I think the quarantine helped. We all decided to come together without knowing it would be such a massive event. We’re taking a stand at a critical point in time. Had we not been so constrained, the protest may have been more diluted.
The protest and the primary decisions for fundings happened almost at the same time. How did that inform and affect the conversations around you?
I’ve been having exchanges with people about these topics in relation to funding and arts policies. It’s quite delicate because there are people of colour working in production houses, so there is the question if they are helping to maintain institutions that are not culturally diverse enough. People have been talking about diversity for years and yet we’re still not really tackling it. In funding policies the word urban now seems a synonym for inclusivity; I think it’s shocking that in 2020 we’re still thinking like this. We have to address the inequalities now. We need to take risks in order to grow. It doesn’t mean that now there should be a person of colour on every board; it would be great if whoever has power is informed and educated, has empathy, and is understanding towards the issues.

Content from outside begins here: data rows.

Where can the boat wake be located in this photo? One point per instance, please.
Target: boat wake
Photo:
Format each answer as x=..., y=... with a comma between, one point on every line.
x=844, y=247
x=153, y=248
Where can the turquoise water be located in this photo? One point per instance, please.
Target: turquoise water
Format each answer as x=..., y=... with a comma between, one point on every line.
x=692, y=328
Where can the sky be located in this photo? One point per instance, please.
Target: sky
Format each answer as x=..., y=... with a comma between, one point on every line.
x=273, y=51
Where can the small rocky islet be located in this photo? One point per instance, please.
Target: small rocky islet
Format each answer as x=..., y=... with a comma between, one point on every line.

As a black maker, I wonder if it is the climate in the art scene that makes me create work in which I question this political body. If it weren’t such a topic, would I still be so concerned with it? When I first started, it was the first thing I tried to move away from. Because I thought if I used that, it would be what was expected of me and my black body. I ended up fighting it too much and trying to make “Western contemporary” works. And even then, in a review, someone saw Venus or Serena Williams, while I was working so hard not to be associated with the stereotype of my body.
Where, when, and how do you think the whole issue accomodating to discrimination starts?
When I think about my time at school I realise a massive change is needed there. We navigate the information we are given there to enter the work field. And I felt systemic discrimination and oppression during this process. I didn’t receive my propaedeuse certificate after my first year, not because of my grades but because I was too polite. I had it then and still feel it now, it’s a cultural thing, it’s how I have been brought up by my parents. I was always taught to be polite and modest and not to be too loud, to make sure I could blend into the crowd. I felt that my teachers expected me to be an angry black woman. That is a cliché that stereotypes me and whether applied consciously or not, creates false expectations. It has to change.